В мегаполисе представлены все элементы социальности, они собраны здесь в идеальный комплекс: пространственная близость, легкость взаимодействия и взаимообмена, доступность информации в любое время. Но вот что происходит: ускорение и интенсификация всех этих процессов порождает в индивидах безразличие и приступы замешательства. Моделью этого вторичного состояния, когда в атмосфере всеобщего безразличия каждый вращается на собственной орбите, словно спутник, может послужить транспортная развязка: пути движения здесь никогда не пересекаются, вы больше ни с кем не встречаетесь, ибо у всех одно и то же направление движения; так, на экране определителя скорости видны лишь те, кто движется в одну и ту же сторону. Может, в этом и заключается суть коммуникации? — Одностороннее сосуществование. За его фасадом кроется все возрастающее равнодушие и отказ от любых социальных связей.
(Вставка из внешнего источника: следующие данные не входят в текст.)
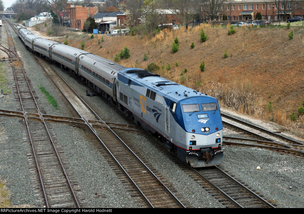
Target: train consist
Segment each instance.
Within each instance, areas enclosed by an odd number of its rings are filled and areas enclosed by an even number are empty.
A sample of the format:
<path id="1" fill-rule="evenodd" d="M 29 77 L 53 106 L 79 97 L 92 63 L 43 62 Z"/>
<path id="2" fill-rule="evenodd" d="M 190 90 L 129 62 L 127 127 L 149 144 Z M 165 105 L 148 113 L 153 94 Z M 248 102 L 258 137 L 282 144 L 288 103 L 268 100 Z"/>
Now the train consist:
<path id="1" fill-rule="evenodd" d="M 194 167 L 219 164 L 223 124 L 214 98 L 142 69 L 127 68 L 91 53 L 17 27 L 31 51 L 85 80 L 126 116 Z"/>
В результате качественного изменения, происходящего благодаря превышению критической массы, все эти перенасыщенные информацией и техникой и излишне опекаемые сообщества начинают порождать своего рода обратную энергию, своего рода инерцию, которые грозят в будущем вызвать гравитационный коллапс. Ибо происходит полная инверсия всех устремлений.
Ибо все положительные устремления, все влечения, в том числе и влечение к социальности, инвертируются и превращаются в отрицательные влечения, в безразличие. Влечение сменяется отвращением. Ведь в атмосфере всеобщей коммуникации, пресыщенности информацией, прозрачности бытия и промискуитета защитные силы человека оказываются под угрозой. Символическое пространство уже более ничем не защищено. Ничем не защищено интеллектуальное пространство собственного мнения. Когда техника делает доступным все, что угодно, я уже не могу решить, что полезно, а что бесполезно; пребывая в недифференцированном мире, я не в состоянии решить, что прекрасно, а что безобразно, что хорошо, а что плохо, что оригинально, а что нет. Даже мой организм не в состоянии разобраться, что для него хорошо или плохо. В ситуации невозможности принять какое-либо решение, любой предмет делается плохим, и единственной защитой становится противореакция,[6] неприятие и отвращение. Это иммунная реакция организма, с помощью которой он стремится сохранить свою символическую целостность, иногда ценой жизни. Вот почему я считаю, что ненависть, представляя собой чрезмерную форму выражения безразличия и неприятия этого недифференцированного мира, есть крайнее проявление жизненной реакции организма.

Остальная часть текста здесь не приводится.